Frédéric Parisot , , , ,

Publié le

Entretien Force Ouvrière n’est pas convaincu que Philippe Varin puisse finalement renoncer à sa retraite chapeau. D’après Mario Herranz, secrétaire FO du site de Poissy, si le numéro un de PSA devait finalement toucher cette retraite, le syndicat pourrait dénoncer le contrat social signé en octobre dernier.

Selon Mario Herranz, Si Philippe Varin touche sa retraite, FO pourrait retirer sa signature à l'accord de compétitivité © CC - RudolfSimon

L'Usine Nouvelle - Philippe Varin souhaite renoncer à sa retraite supplémentaire. Etes-vous satisfait de cette annonce ?

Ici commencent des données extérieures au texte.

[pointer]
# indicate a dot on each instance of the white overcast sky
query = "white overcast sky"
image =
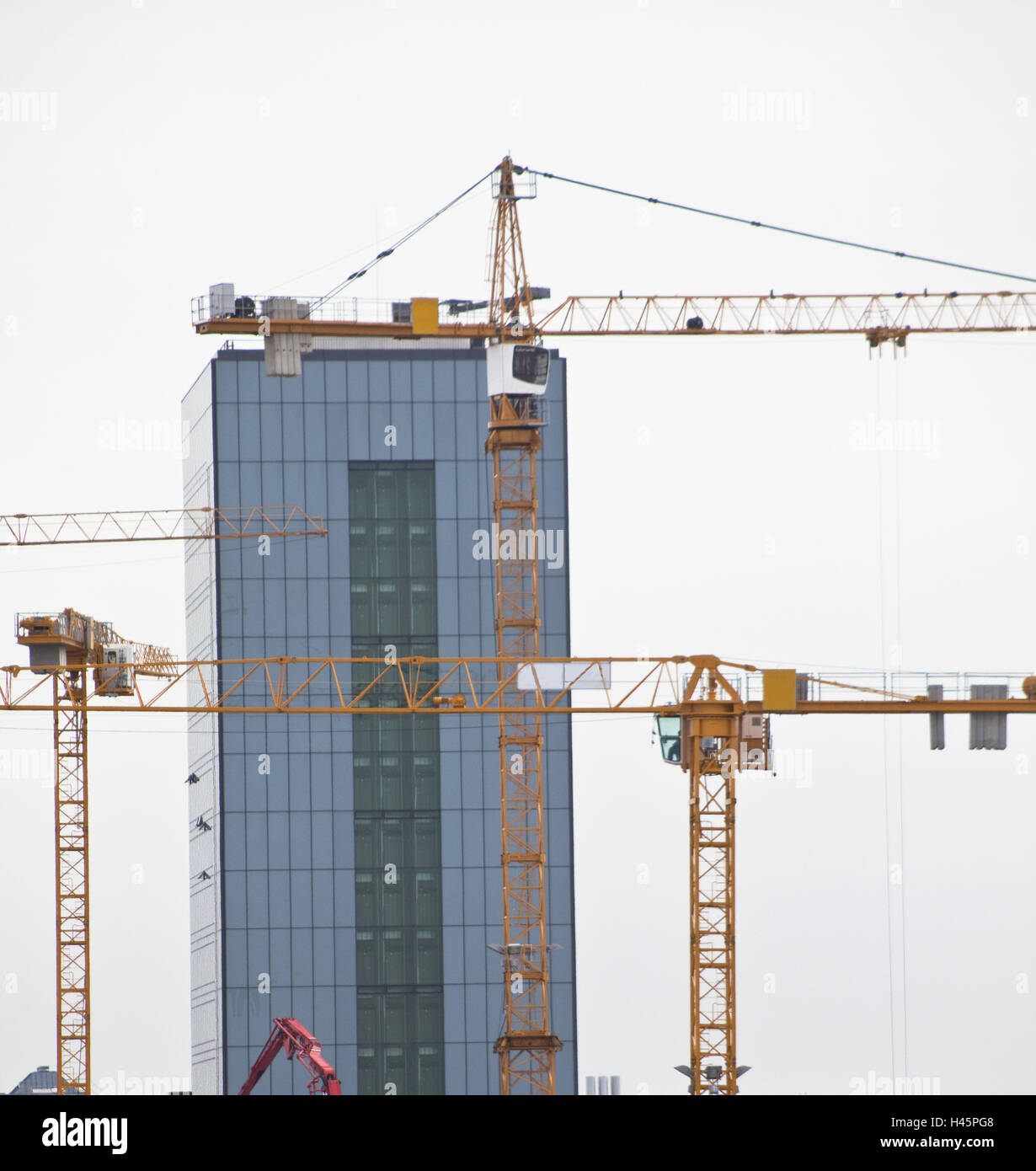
(719, 500)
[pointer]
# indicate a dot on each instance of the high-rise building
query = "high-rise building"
(345, 869)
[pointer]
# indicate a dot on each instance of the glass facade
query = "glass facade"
(396, 784)
(354, 862)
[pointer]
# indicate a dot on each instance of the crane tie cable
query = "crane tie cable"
(775, 227)
(399, 243)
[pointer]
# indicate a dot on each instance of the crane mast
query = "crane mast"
(526, 1047)
(77, 642)
(74, 643)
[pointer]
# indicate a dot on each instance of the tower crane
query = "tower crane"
(713, 719)
(80, 646)
(518, 369)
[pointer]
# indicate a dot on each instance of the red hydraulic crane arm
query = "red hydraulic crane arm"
(299, 1042)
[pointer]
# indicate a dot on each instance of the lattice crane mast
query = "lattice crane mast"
(81, 646)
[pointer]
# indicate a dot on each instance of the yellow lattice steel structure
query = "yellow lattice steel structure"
(719, 714)
(158, 525)
(526, 1045)
(84, 645)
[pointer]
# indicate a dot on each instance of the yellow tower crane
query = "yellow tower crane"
(514, 334)
(67, 646)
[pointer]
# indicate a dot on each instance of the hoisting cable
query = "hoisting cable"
(775, 227)
(399, 243)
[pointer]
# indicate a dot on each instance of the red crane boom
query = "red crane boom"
(299, 1042)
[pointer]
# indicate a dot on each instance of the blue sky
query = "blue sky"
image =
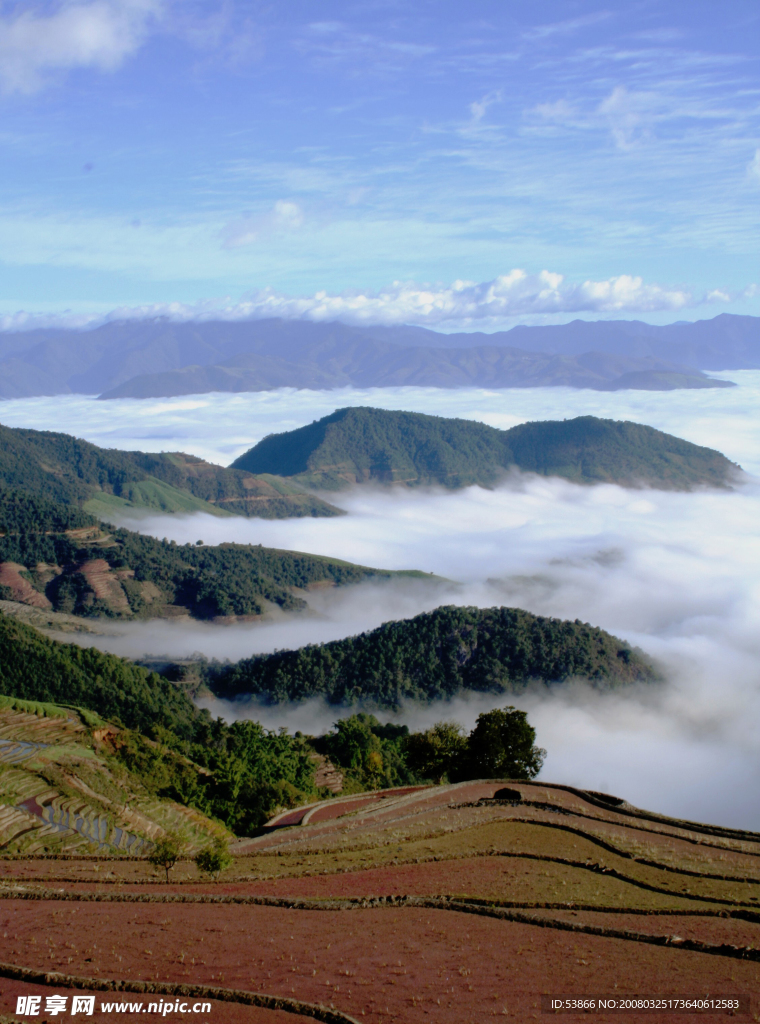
(449, 164)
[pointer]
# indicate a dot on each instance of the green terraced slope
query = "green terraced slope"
(72, 471)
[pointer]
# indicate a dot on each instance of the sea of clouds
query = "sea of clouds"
(677, 574)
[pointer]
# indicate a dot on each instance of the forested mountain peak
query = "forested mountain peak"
(356, 444)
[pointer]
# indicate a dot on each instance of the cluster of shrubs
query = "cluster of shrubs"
(374, 756)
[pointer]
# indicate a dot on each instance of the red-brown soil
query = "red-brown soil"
(573, 861)
(412, 965)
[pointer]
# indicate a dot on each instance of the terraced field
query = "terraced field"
(60, 794)
(446, 904)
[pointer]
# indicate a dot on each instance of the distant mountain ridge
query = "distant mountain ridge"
(159, 357)
(437, 655)
(359, 444)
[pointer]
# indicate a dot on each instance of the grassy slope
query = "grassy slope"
(238, 774)
(136, 574)
(436, 655)
(92, 802)
(73, 471)
(357, 444)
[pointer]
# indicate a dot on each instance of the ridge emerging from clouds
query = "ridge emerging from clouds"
(487, 304)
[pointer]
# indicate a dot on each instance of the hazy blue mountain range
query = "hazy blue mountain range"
(436, 655)
(353, 445)
(159, 357)
(106, 480)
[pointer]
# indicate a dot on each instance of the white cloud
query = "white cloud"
(511, 294)
(625, 112)
(284, 216)
(479, 108)
(98, 35)
(461, 304)
(675, 573)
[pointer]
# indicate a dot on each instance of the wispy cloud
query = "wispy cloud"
(462, 303)
(36, 43)
(284, 216)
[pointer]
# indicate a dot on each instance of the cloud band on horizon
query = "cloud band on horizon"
(514, 294)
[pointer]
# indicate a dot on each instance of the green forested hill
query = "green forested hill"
(72, 471)
(352, 445)
(436, 655)
(25, 513)
(123, 573)
(239, 773)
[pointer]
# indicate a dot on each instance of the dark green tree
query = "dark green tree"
(438, 753)
(214, 859)
(503, 745)
(167, 852)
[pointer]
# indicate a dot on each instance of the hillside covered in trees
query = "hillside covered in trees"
(356, 444)
(436, 655)
(122, 573)
(238, 774)
(72, 471)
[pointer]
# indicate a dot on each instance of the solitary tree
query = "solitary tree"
(213, 859)
(503, 745)
(166, 852)
(437, 753)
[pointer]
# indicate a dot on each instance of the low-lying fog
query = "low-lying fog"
(678, 574)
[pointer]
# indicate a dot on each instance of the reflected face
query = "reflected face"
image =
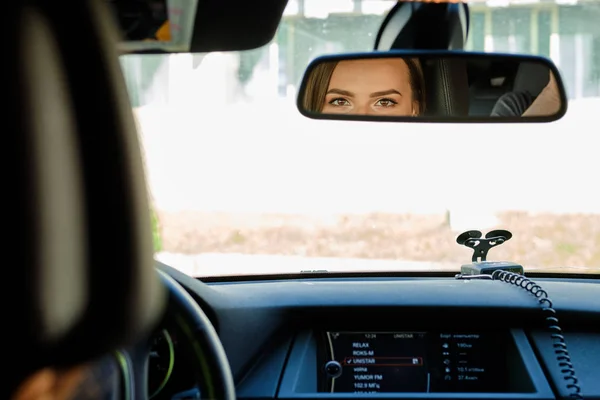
(370, 87)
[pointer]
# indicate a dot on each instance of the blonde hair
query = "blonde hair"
(320, 76)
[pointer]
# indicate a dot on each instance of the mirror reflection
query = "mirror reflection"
(478, 86)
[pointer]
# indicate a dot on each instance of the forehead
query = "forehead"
(390, 71)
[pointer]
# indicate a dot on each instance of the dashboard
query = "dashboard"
(402, 337)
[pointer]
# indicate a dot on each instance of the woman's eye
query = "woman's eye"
(385, 103)
(339, 102)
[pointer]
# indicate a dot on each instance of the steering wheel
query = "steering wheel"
(199, 338)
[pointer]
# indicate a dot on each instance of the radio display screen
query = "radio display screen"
(413, 362)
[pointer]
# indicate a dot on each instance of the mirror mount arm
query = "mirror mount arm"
(424, 26)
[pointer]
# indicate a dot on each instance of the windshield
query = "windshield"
(241, 183)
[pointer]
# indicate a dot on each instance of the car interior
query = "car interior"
(87, 286)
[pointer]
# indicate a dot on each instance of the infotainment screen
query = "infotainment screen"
(417, 362)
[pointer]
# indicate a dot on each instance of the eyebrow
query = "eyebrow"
(374, 94)
(340, 92)
(385, 93)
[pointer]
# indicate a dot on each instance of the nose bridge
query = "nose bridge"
(362, 106)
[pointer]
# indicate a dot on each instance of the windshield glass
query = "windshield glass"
(241, 183)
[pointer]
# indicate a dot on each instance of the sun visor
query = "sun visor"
(192, 26)
(154, 25)
(81, 280)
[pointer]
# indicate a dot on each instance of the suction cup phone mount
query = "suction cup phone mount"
(481, 245)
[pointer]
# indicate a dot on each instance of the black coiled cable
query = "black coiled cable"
(559, 344)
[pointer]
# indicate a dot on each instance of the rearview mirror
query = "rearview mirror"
(432, 86)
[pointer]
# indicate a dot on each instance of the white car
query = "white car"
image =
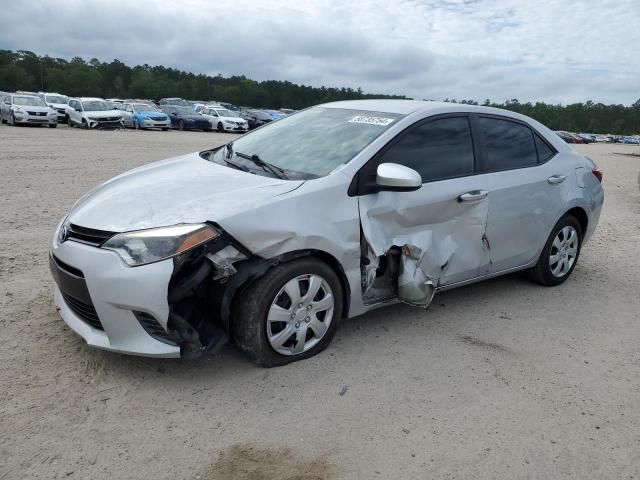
(27, 109)
(57, 102)
(88, 112)
(328, 213)
(224, 121)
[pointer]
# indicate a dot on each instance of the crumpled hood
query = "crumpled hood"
(186, 189)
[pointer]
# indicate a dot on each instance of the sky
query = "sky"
(558, 51)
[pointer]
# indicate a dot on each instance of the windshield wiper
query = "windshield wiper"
(277, 171)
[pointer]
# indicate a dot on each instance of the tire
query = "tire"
(559, 247)
(252, 329)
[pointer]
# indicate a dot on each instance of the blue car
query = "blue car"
(144, 115)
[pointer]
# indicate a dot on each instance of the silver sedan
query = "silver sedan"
(273, 239)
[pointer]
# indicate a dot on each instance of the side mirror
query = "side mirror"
(398, 178)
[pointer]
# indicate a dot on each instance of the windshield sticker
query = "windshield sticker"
(383, 122)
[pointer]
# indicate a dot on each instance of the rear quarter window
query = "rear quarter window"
(507, 145)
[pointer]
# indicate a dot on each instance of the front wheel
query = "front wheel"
(290, 313)
(560, 253)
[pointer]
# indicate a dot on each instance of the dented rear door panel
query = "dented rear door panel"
(445, 236)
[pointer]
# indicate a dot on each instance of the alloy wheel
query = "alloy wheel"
(300, 314)
(564, 250)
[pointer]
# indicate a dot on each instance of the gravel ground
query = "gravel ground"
(502, 379)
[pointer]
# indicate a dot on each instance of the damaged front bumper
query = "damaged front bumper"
(169, 309)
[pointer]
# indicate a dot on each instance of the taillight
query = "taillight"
(598, 173)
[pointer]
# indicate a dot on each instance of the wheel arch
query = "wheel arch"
(580, 214)
(256, 268)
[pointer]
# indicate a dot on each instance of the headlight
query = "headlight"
(147, 246)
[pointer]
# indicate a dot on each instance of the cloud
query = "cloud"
(550, 50)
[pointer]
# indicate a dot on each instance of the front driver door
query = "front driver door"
(443, 223)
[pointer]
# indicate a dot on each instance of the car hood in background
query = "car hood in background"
(186, 189)
(34, 108)
(151, 113)
(234, 119)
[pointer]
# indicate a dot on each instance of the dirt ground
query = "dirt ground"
(503, 379)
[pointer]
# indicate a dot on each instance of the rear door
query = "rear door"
(525, 190)
(442, 224)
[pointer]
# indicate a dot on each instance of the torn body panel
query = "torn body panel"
(442, 239)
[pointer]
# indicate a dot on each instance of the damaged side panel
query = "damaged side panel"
(429, 237)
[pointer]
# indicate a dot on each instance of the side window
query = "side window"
(437, 150)
(544, 151)
(507, 145)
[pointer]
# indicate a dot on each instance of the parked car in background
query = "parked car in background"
(275, 238)
(201, 106)
(185, 118)
(586, 137)
(144, 115)
(230, 106)
(58, 102)
(90, 112)
(255, 118)
(274, 114)
(224, 120)
(176, 101)
(18, 109)
(569, 137)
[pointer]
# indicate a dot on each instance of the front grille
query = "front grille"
(153, 328)
(85, 311)
(67, 268)
(88, 236)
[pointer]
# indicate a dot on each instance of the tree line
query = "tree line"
(25, 70)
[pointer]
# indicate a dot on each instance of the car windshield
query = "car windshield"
(29, 101)
(314, 141)
(143, 107)
(95, 106)
(183, 110)
(57, 99)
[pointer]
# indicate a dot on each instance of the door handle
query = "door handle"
(556, 179)
(473, 196)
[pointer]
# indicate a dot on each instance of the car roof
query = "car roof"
(406, 107)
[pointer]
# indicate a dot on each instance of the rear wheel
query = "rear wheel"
(290, 313)
(560, 253)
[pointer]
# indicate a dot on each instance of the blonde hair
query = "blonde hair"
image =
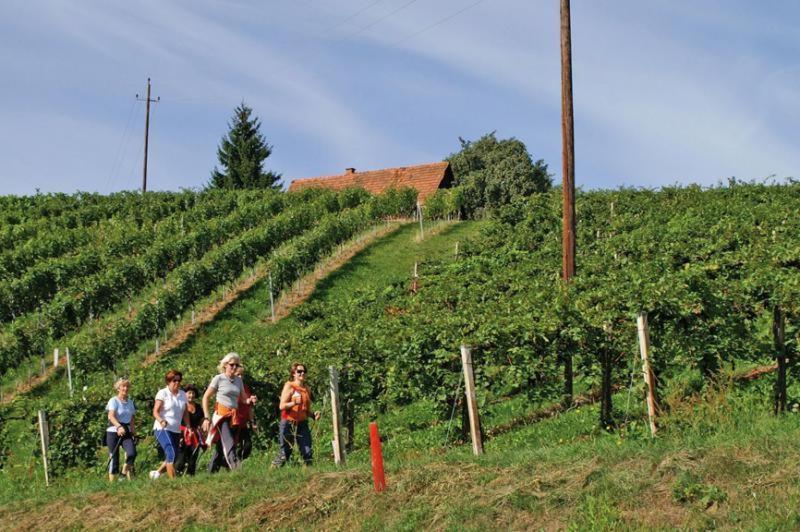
(230, 357)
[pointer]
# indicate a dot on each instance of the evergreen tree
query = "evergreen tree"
(241, 154)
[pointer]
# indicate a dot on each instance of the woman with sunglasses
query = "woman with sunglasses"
(229, 390)
(295, 405)
(169, 412)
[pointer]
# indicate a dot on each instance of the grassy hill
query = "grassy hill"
(709, 266)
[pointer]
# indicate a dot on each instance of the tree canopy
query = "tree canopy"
(492, 173)
(242, 153)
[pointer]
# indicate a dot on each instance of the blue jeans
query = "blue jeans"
(168, 441)
(290, 433)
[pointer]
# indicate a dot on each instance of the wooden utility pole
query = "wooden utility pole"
(472, 403)
(649, 378)
(147, 101)
(568, 179)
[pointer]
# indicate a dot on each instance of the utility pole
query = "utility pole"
(147, 101)
(568, 187)
(568, 147)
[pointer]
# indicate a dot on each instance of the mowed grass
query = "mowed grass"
(720, 461)
(726, 463)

Mario Herranz - Bien entendu, nous saluons cette décision de Philippe Varin de renoncer à cette retraite chapeau. Elle était selon nous inévitable, surtout au moment où l’Etat envisage d’entrer dans le capital de PSA Peugeot-Citroën. Il faut dire qu’en interne, l’annonce de cette retraite avait été vécue avec un véritable sentiment d’injustice. Pensez-donc : 21 millions pour moins de cinq années de service, alors qu’un ouvrier qui a passé 20 ans repart avec seulement six mois de salaire ! Selon nous, cet argent doit servir à redresser l’entreprise qui est aujourd’hui en grande difficulté.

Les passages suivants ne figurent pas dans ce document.